All Saints Church of Ireland, Eglantine Road, Hillsborough, County Antrim, BT27 5RQ is a Grade B+ listed building in the Lisburn and Castlereagh local planning authority area, Northern Ireland. First listed on 7 February 1977.

All Saints Church of Ireland, Eglantine Road, Hillsborough, County Antrim, BT27 5RQ

WRENN ID
stranded-nave-sienna
Grade
B+
Local Planning Authority
Lisburn and Castlereagh
Country
Northern Ireland
Date first listed
7 February 1977
Source
NI Environment Agency listing

Description

All Saints Church of Ireland is a free-standing stone church built around 1880 to the designs of Sir Thomas Drew. It is located on the east side of Eglantine Road in Hillsborough, County Antrim, south of the M1 motorway.

The church is rectangular on plan, set on an east-west axis, with an apsidal chancel and a decorative entrance portico. The roof was re-tiled around 2008. Pitched terracotta tiled roofs with ridge-comb tiles sit slightly below sandstone coping to all gables, which are finished with moulded kneeler stones and surmounted by stone Celtic crosses. The apsidal chancel roof is also terracotta tiled and surmounted by a lead cone and cross. Iron dog-tooth box guttering is supported on exposed shaped rafter feet with cast-iron downpipes. A decorative stone chimneystack rises from the south nave wall behind the vestry.

The walls are constructed of rock-faced random rubblestone with a splayed plinth course to the north and west elevations, sandstone ashlar quoins and diagonal buttresses to the west gable. An angled buttress rises at the junction of the east gable and the chancel, forming a sandstone ashlar gablet belfry with bowtel mouldings and a gothic bell arch. This belfry contains three iron bells and is surmounted by an iron crest with weather cock.

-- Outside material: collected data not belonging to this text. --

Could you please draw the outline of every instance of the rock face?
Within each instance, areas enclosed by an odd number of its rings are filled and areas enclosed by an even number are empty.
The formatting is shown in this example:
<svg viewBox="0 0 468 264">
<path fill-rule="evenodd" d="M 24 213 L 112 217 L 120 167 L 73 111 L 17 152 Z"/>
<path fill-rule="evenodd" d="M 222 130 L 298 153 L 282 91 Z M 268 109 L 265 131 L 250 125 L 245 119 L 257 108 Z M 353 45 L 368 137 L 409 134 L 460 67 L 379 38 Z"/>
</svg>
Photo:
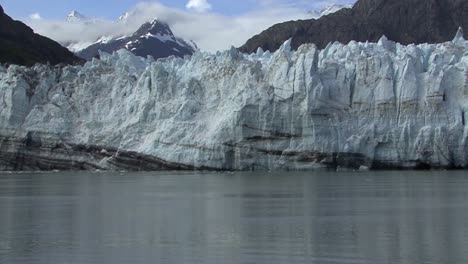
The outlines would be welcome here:
<svg viewBox="0 0 468 264">
<path fill-rule="evenodd" d="M 466 0 L 358 0 L 352 9 L 342 9 L 318 20 L 290 21 L 272 26 L 240 48 L 275 51 L 292 38 L 292 47 L 314 43 L 324 48 L 339 41 L 376 42 L 383 35 L 402 44 L 440 43 L 452 39 L 457 29 L 468 31 Z"/>
<path fill-rule="evenodd" d="M 460 36 L 460 34 L 458 34 Z M 0 68 L 0 169 L 468 168 L 468 42 Z"/>
<path fill-rule="evenodd" d="M 99 52 L 112 53 L 120 49 L 127 49 L 141 57 L 153 56 L 155 59 L 169 56 L 184 57 L 192 55 L 197 47 L 177 38 L 169 26 L 159 20 L 143 24 L 133 35 L 115 39 L 101 39 L 95 44 L 77 52 L 77 55 L 91 60 Z"/>
<path fill-rule="evenodd" d="M 0 6 L 0 62 L 19 65 L 77 64 L 82 60 L 59 43 L 35 34 L 25 24 L 11 19 Z"/>
</svg>

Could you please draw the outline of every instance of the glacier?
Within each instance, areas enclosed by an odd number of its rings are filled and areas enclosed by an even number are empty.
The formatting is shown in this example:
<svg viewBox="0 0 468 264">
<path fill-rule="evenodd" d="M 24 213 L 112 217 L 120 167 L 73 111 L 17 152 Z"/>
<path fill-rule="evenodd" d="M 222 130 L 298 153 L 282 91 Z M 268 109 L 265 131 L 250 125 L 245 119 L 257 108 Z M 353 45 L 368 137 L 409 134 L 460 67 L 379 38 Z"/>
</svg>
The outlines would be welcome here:
<svg viewBox="0 0 468 264">
<path fill-rule="evenodd" d="M 0 170 L 468 167 L 468 41 L 0 66 Z"/>
</svg>

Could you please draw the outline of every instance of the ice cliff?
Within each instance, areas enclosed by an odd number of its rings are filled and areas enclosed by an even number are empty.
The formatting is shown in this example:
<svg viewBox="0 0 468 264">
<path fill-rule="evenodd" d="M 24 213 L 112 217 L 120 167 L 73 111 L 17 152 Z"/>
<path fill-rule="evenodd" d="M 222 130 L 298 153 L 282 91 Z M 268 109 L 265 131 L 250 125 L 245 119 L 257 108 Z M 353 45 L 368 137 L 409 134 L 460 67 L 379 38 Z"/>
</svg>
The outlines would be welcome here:
<svg viewBox="0 0 468 264">
<path fill-rule="evenodd" d="M 0 169 L 468 167 L 468 42 L 0 67 Z"/>
</svg>

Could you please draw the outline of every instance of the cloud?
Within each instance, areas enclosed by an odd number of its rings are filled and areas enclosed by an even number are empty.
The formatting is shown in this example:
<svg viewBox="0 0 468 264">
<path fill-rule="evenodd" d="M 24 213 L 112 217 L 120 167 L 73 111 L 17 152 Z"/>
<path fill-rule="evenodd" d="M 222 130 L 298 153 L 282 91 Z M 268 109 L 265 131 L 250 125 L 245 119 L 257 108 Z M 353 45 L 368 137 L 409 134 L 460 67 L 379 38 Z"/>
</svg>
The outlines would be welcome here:
<svg viewBox="0 0 468 264">
<path fill-rule="evenodd" d="M 207 0 L 190 0 L 185 7 L 197 12 L 206 12 L 211 9 L 211 4 Z"/>
<path fill-rule="evenodd" d="M 259 1 L 259 0 L 257 0 Z M 201 50 L 217 51 L 239 47 L 252 36 L 273 24 L 311 18 L 309 9 L 283 0 L 261 0 L 252 11 L 241 15 L 221 15 L 213 12 L 191 12 L 167 7 L 159 2 L 135 5 L 129 19 L 123 22 L 97 20 L 94 24 L 66 23 L 63 20 L 31 19 L 25 22 L 35 32 L 64 45 L 93 43 L 102 36 L 122 36 L 135 32 L 144 22 L 158 18 L 169 24 L 176 36 L 193 40 Z"/>
<path fill-rule="evenodd" d="M 36 20 L 42 19 L 41 14 L 39 14 L 39 13 L 33 13 L 33 14 L 29 15 L 29 18 L 30 19 L 36 19 Z"/>
</svg>

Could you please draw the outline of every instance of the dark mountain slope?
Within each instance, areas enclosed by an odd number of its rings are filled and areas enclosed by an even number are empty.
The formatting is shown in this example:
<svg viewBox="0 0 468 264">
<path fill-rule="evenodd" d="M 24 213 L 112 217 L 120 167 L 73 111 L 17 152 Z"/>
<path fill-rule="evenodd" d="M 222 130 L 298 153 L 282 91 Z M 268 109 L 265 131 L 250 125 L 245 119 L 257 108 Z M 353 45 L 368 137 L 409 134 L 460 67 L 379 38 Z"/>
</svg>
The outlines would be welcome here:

The church has pointed-headed window openings with red sandstone relieving arches, flush sandstone window surrounds and diagonally-leaded glazing. The south nave elevation is covered by a catslide roof at the same angle as the south aisle. A single-storey vestry block abuts the east end of this elevation. A decorative open timber entrance porch is positioned on the south side, featuring an exposed scissor truss timber roof with leaded glazing to the cheeks on low rubblestone walls with sandstone coping. The porch floor is laid in black and red clay tiles. The pointed-headed sandstone doorcase comprises a vertically-sheeted timber door with decorative iron door furniture, flanked by a pair of engaged squat columns and a compound arch with hood moulding. The vestry contains pointed-headed door and window openings with flush chamfered sandstone surrounds, diagonally-sheeted timber door and leaded windows.

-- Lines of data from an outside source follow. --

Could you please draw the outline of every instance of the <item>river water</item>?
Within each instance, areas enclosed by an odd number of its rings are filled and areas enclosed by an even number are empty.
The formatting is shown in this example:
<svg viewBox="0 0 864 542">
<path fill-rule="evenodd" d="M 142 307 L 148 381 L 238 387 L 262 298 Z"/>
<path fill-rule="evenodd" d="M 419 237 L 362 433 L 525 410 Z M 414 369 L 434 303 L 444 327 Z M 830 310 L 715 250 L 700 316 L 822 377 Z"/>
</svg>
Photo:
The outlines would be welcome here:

The west gable features a trefoil-headed double-height window opening with rough red sandstone voussoirs and flush sandstone ashlar plate tracery comprising a pair of trefoil-headed lancets and a sexfoil above, all with bowtel reveals, splayed sills and leaded glazing. The north nave elevation is four windows wide with pointed-headed openings and red sandstone voussoirs, alternating between trefoil-headed lancets and plate tracery matching the west window pattern. The east elevation is abutted by the apsidal chancel with six trefoil-headed lancet openings on a continuous sandstone sill band.

The church sits on landscaped grounds accessed from Eglantine Road via the car park of a modern Church Hall built around 1995, with a long bitumac drive. The site is enclosed by rubble piers at the end of the avenue, with a graveyard to the east containing grave-markers dating from 1920.